Distributed and Heterogeneous Programming in C++ (DHPCC++22)
7 months ago
Technology trends require software/hardware co-design for HPC systems. Open-standard software programming models enable this co-design and allows us to support initiatives such as European Processor Initiative (EPI) supporting RISC-V® processors as accelerators. Indeed, the need for distributed and heterogeneous programming models is so urgent that we now have many examples to draw from.

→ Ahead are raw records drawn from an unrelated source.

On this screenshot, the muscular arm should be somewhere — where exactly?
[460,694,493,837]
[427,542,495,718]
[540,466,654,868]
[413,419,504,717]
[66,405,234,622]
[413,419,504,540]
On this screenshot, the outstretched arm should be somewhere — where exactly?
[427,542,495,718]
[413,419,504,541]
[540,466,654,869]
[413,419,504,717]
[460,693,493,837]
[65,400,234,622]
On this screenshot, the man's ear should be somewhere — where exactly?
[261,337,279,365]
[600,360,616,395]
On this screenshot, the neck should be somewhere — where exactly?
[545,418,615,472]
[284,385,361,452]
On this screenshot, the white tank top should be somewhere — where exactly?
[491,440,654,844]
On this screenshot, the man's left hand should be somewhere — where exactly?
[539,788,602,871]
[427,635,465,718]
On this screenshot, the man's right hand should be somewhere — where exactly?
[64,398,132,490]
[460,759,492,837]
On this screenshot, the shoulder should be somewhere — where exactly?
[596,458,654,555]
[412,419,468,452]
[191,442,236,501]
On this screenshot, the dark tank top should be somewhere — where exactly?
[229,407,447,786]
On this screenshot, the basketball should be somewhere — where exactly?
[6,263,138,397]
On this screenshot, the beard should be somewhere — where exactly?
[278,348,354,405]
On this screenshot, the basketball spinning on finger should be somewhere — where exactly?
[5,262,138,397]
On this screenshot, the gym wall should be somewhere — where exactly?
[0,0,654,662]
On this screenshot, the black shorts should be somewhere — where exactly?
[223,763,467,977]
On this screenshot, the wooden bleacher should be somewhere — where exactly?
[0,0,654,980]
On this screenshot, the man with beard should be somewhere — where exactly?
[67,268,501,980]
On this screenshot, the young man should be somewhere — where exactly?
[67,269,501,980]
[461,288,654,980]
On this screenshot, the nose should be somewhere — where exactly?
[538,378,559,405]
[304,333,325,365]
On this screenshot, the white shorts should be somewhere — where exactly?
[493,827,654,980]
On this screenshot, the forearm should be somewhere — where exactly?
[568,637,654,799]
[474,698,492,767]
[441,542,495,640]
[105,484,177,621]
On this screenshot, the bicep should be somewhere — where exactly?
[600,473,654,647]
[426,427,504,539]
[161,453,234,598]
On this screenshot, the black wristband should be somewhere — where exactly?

By focusing on open ISO languages such as C++ with the addition of heterogeneous/distributed offloads to support the newest accelerator hardware, this workshop aims to isolate and unify the learnings from the many different models for the Performance, Portability, and Productivity equation.
This will be the 4th DHPCC++ workshop (previously held 2017-19) with a focus on heterogeneous programming models for C and C++, covering all the programming models that have been designed to support heterogeneous programming in C++. It is held as part of Euro-Par 22 in Glasgow, Scotland 22-26 August 2022.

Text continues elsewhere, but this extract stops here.